Invited Talk
in
Workshop: Navigating and Addressing Data Problems for Foundation Models (DPFM)
Invited Talk #3 - Making “GPT-Next” Trustworthy Through Data [Speaker: Eric Wallace (OpenAI)]
Eric Wallace
Title: Making “GPT-Next” Trustworthy Through Data
Abstract: I’ll talk about three recent directions from OpenAI to make our next-generation of models more responsible, trustworthy, and secure. First, I will briefly outline the “Media Manager”—a tool to enable content owners to specify how they want their works to be included/excluded from AI training. Next, I will do a deep dive on prompt injections and how we can mitigate them by teaching LLMs to follow instructions in a hierarchal manner. Finally, I will discuss the tensions that exist between developer access and security, whereby providing access to LM output probabilities can allow adversaries to reveal the hidden size of black-box models.

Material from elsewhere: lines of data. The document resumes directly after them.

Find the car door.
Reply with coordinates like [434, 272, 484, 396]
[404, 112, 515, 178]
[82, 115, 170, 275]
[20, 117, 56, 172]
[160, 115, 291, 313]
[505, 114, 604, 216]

Bio: Eric Wallace is a research scientist at OpenAI, where he studies the theory and practice of building trustworthy, secure, and private machine learning models. He did his PhD work at UC Berkeley, where he was supported by the Apple Scholars in AI Fellowship and had his research recognized by various awards (EMNLP, PETS). Prior to OpenAI, Eric interned at Google Brain, AI2, and FAIR.